Visitors to the New York Botanical Garden stop for a selfie among azaleas. Image: New York Botanical Garden

To help mark the recent release of the American Gardens Forever stamps, here are three facts about public gardens in the United States.

1. There are several kinds of public gardens. The American Public Gardens Association defines a public garden as “an institution that maintains collections of plants for the purposes of public education and enjoyment, in addition to research, conservation and higher learning.” To achieve public status, a garden must be open to visitors and staffed by trained professionals. Public gardens include botanical gardens, arboreta, cemeteries, zoos, college and university campuses, historic homes and municipal parks.

2. The New York Botanical Garden is the nation’s largest public garden. The 250-acre garden, located in the Bronx in New York City, is a national historic landmark that encompasses 50 specialty gardens and collections that feature more than 1 million plants. Other large public gardens include the Portland Japanese Garden (Oregon), the Desert Botanical Garden (Phoenix) and the U.S. Botanic Garden (Washington, DC).

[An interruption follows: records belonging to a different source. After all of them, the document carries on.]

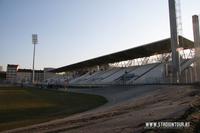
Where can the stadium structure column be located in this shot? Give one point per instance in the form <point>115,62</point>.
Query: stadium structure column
<point>174,41</point>
<point>195,21</point>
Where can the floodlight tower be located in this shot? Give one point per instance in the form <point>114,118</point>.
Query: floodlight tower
<point>196,33</point>
<point>34,41</point>
<point>174,41</point>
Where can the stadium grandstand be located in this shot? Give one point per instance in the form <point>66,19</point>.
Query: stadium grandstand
<point>146,64</point>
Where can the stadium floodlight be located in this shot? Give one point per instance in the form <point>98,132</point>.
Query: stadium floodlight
<point>34,41</point>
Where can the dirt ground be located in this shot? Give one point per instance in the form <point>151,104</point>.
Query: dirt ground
<point>123,113</point>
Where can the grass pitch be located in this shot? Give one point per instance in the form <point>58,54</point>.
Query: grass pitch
<point>25,106</point>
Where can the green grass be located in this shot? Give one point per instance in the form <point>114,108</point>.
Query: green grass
<point>26,106</point>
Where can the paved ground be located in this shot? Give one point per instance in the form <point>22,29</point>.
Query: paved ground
<point>126,112</point>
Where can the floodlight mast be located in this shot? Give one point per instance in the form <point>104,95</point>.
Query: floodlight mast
<point>34,41</point>
<point>174,41</point>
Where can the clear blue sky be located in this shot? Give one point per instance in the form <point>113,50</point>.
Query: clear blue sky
<point>70,31</point>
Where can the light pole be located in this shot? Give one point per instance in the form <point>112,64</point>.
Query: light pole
<point>34,41</point>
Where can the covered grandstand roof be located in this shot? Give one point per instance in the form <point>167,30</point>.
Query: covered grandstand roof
<point>159,47</point>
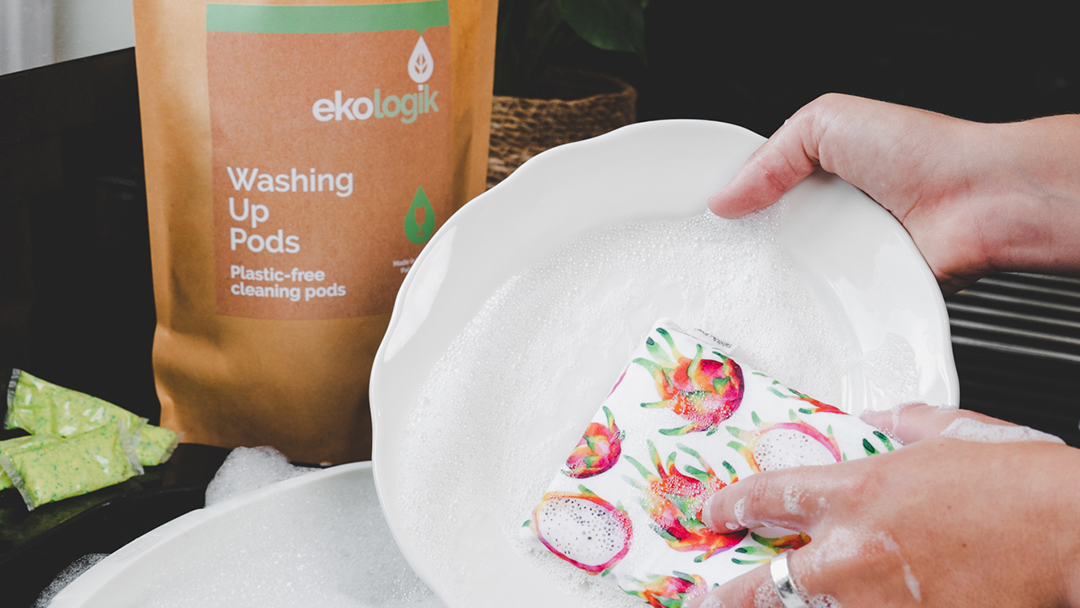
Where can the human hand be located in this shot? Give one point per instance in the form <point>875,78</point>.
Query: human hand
<point>975,198</point>
<point>940,523</point>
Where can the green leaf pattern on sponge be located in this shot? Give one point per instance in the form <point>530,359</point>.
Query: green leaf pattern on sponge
<point>673,431</point>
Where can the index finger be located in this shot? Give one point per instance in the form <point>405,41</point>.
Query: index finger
<point>797,498</point>
<point>784,160</point>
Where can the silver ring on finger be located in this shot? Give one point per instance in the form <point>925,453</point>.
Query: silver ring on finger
<point>785,585</point>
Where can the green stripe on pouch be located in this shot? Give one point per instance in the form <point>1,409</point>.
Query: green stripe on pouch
<point>260,18</point>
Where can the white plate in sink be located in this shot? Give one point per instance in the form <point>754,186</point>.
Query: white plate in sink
<point>854,258</point>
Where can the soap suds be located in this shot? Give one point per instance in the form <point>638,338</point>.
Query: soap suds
<point>561,333</point>
<point>248,469</point>
<point>971,430</point>
<point>909,580</point>
<point>71,572</point>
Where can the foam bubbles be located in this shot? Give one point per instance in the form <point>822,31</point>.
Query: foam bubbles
<point>784,448</point>
<point>793,500</point>
<point>909,580</point>
<point>248,469</point>
<point>971,430</point>
<point>66,576</point>
<point>561,333</point>
<point>318,549</point>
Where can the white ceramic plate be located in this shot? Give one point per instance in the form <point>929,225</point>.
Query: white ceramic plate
<point>855,258</point>
<point>173,556</point>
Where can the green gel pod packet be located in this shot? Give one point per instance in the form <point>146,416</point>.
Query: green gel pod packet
<point>72,467</point>
<point>41,407</point>
<point>22,444</point>
<point>156,445</point>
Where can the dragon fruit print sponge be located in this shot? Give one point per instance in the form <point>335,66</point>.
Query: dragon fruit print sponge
<point>682,422</point>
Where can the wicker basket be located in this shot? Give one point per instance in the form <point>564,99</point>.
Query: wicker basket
<point>583,105</point>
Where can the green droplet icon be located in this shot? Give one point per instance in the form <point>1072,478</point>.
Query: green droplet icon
<point>420,219</point>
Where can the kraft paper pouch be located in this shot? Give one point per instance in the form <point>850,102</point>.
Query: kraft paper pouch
<point>72,467</point>
<point>683,421</point>
<point>42,407</point>
<point>156,445</point>
<point>298,156</point>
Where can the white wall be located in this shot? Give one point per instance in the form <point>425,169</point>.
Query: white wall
<point>38,32</point>
<point>26,35</point>
<point>91,27</point>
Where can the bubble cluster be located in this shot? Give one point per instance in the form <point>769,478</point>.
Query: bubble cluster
<point>510,397</point>
<point>971,430</point>
<point>582,530</point>
<point>248,469</point>
<point>783,448</point>
<point>66,576</point>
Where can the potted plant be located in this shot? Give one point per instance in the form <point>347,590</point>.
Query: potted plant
<point>537,105</point>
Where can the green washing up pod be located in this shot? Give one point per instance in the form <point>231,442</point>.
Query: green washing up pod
<point>75,465</point>
<point>22,444</point>
<point>41,407</point>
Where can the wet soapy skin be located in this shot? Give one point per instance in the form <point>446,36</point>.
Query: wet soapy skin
<point>75,465</point>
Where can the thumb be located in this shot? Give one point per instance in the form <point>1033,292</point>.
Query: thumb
<point>784,160</point>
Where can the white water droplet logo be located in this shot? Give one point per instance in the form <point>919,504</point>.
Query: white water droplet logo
<point>420,64</point>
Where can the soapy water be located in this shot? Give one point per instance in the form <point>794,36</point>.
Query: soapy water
<point>909,580</point>
<point>510,399</point>
<point>300,551</point>
<point>766,596</point>
<point>248,469</point>
<point>309,550</point>
<point>971,430</point>
<point>66,577</point>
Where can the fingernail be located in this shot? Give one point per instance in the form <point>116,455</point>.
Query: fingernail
<point>706,513</point>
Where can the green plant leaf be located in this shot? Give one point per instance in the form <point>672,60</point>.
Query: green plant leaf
<point>612,25</point>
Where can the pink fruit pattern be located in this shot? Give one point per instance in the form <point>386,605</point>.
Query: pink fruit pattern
<point>703,391</point>
<point>781,445</point>
<point>674,501</point>
<point>669,592</point>
<point>770,548</point>
<point>597,450</point>
<point>583,529</point>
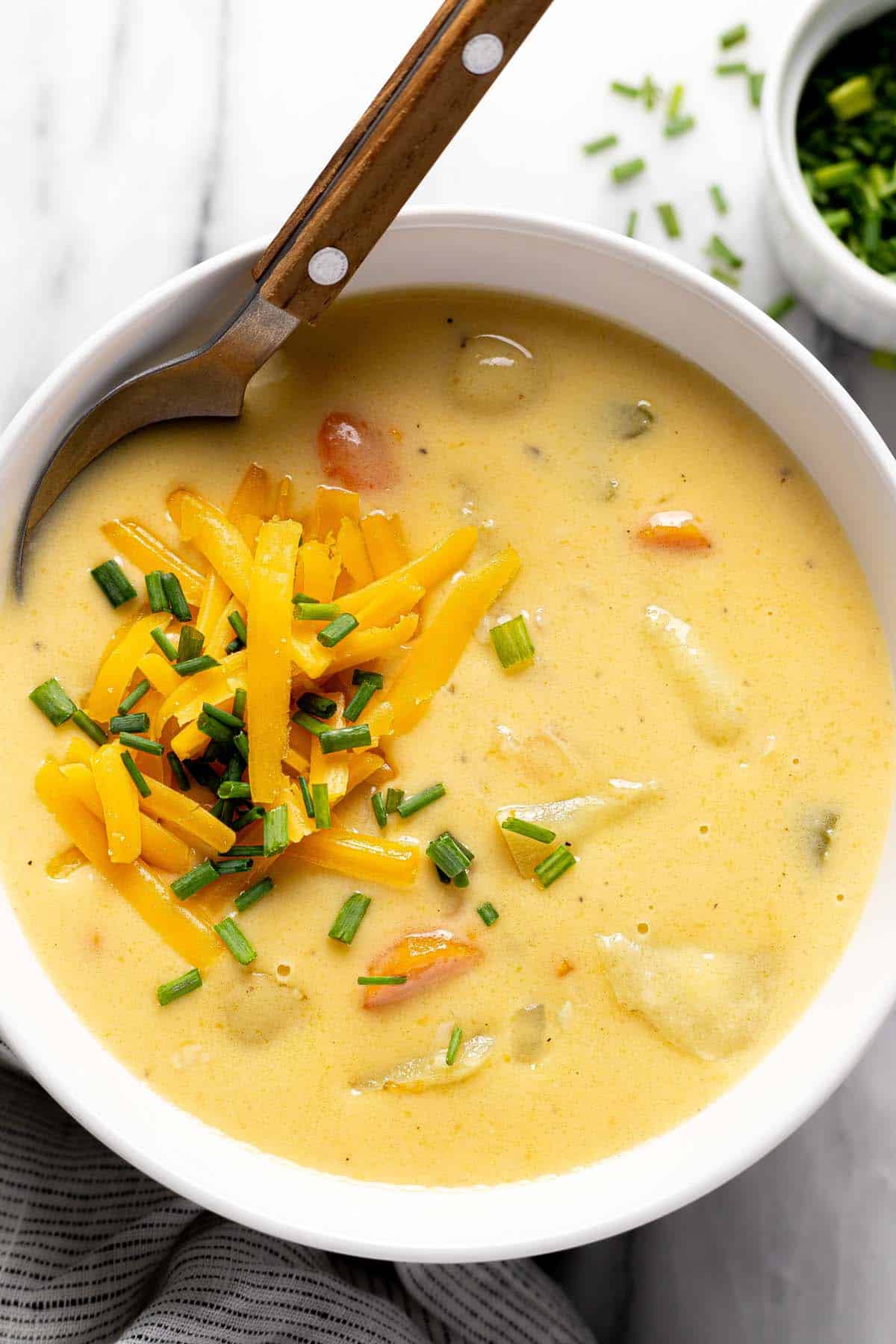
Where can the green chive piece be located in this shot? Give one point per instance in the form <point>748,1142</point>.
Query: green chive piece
<point>554,866</point>
<point>137,744</point>
<point>379,809</point>
<point>235,941</point>
<point>228,721</point>
<point>164,644</point>
<point>311,611</point>
<point>191,665</point>
<point>669,220</point>
<point>307,796</point>
<point>276,830</point>
<point>343,739</point>
<point>732,37</point>
<point>93,730</point>
<point>320,797</point>
<point>852,99</point>
<point>361,676</point>
<point>129,724</point>
<point>417,801</point>
<point>134,771</point>
<point>134,697</point>
<point>528,828</point>
<point>454,1045</point>
<point>348,920</point>
<point>191,882</point>
<point>156,591</point>
<point>512,643</point>
<point>247,819</point>
<point>359,700</point>
<point>336,631</point>
<point>178,771</point>
<point>632,168</point>
<point>317,705</point>
<point>114,582</point>
<point>595,147</point>
<point>252,894</point>
<point>53,700</point>
<point>178,988</point>
<point>719,199</point>
<point>176,600</point>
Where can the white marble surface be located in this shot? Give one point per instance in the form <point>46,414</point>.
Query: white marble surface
<point>140,136</point>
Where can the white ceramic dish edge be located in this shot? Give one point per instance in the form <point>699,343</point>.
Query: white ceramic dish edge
<point>718,329</point>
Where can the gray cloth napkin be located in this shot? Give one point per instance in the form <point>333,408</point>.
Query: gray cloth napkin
<point>92,1250</point>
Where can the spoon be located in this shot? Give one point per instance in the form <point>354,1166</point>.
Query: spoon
<point>321,245</point>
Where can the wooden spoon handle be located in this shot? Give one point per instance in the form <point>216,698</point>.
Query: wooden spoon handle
<point>390,151</point>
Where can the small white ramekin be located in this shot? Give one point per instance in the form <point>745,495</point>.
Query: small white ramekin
<point>821,269</point>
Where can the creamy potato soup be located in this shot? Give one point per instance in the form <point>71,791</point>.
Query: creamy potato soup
<point>575,671</point>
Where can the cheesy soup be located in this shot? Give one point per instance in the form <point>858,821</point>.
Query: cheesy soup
<point>462,766</point>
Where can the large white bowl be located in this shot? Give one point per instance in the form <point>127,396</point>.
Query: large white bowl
<point>771,373</point>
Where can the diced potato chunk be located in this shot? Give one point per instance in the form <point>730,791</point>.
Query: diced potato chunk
<point>707,1003</point>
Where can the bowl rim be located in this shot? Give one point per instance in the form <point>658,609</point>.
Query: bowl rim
<point>781,141</point>
<point>571,1219</point>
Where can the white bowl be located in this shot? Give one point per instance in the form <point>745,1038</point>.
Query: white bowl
<point>824,272</point>
<point>766,367</point>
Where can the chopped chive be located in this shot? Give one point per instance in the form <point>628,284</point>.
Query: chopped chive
<point>156,591</point>
<point>625,171</point>
<point>129,724</point>
<point>732,37</point>
<point>53,700</point>
<point>190,643</point>
<point>252,894</point>
<point>191,882</point>
<point>191,665</point>
<point>164,644</point>
<point>317,705</point>
<point>669,220</point>
<point>134,771</point>
<point>228,721</point>
<point>134,697</point>
<point>176,600</point>
<point>247,818</point>
<point>178,771</point>
<point>595,147</point>
<point>307,796</point>
<point>359,700</point>
<point>320,797</point>
<point>361,675</point>
<point>336,631</point>
<point>529,830</point>
<point>512,643</point>
<point>554,866</point>
<point>343,739</point>
<point>178,988</point>
<point>719,199</point>
<point>276,830</point>
<point>311,611</point>
<point>348,920</point>
<point>89,726</point>
<point>415,801</point>
<point>114,582</point>
<point>379,809</point>
<point>235,941</point>
<point>454,1045</point>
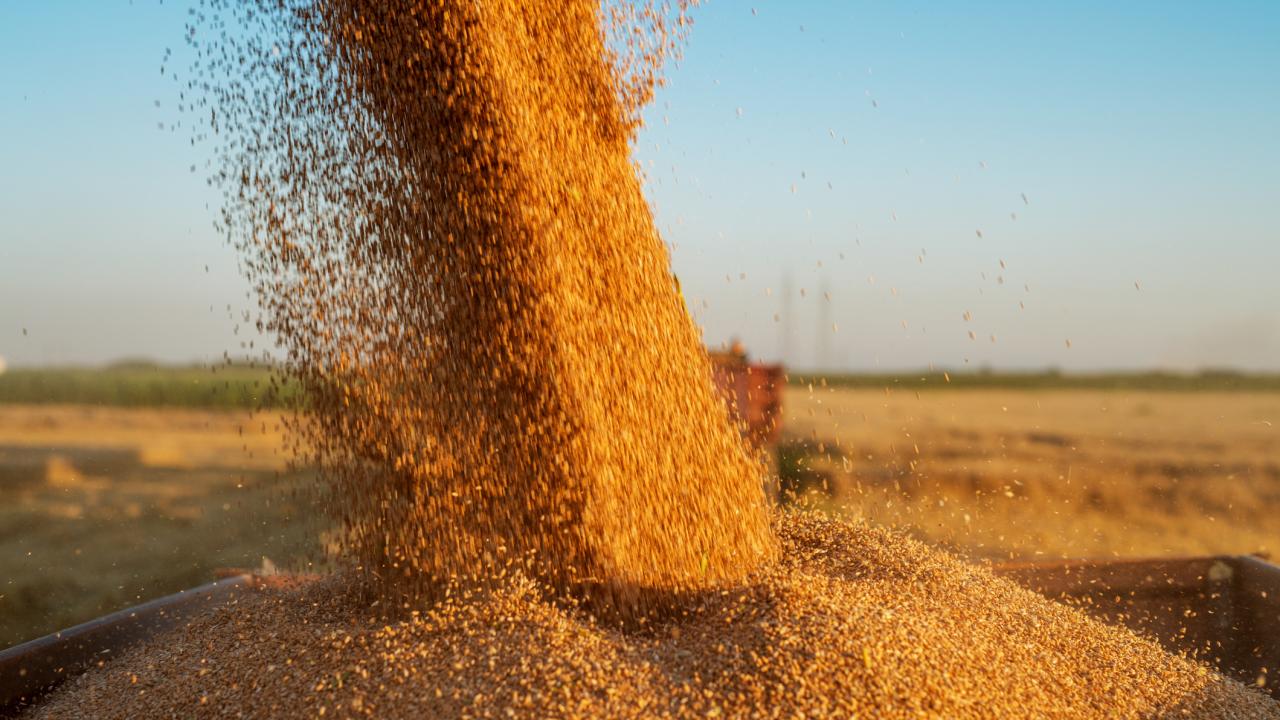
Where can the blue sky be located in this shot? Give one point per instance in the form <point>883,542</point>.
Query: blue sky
<point>1141,135</point>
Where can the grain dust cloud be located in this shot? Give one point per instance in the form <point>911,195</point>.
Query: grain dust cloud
<point>544,501</point>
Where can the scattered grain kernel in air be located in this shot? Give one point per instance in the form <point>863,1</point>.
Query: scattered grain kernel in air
<point>438,209</point>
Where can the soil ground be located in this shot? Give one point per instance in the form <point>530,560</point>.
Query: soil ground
<point>101,507</point>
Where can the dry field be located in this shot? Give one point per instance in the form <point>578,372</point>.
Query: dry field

3. The American Gardens stamps feature a variety of public gardens. The 20-stamp pane features 10 photographs taken at Biltmore Estate Gardens (North Carolina), Brooklyn Botanic Garden (New York), Chicago Botanic Garden, Coastal Maine Botanical Gardens, Dumbarton Oaks Garden (Washington, DC), Huntington Botanical Gardens (California), Alfred B. Maclay Gardens State Park (Florida), Norfolk Botanical Garden (Virginia), Stan Hywet Hall & Gardens (Ohio) and Winterthur Garden (Delaware).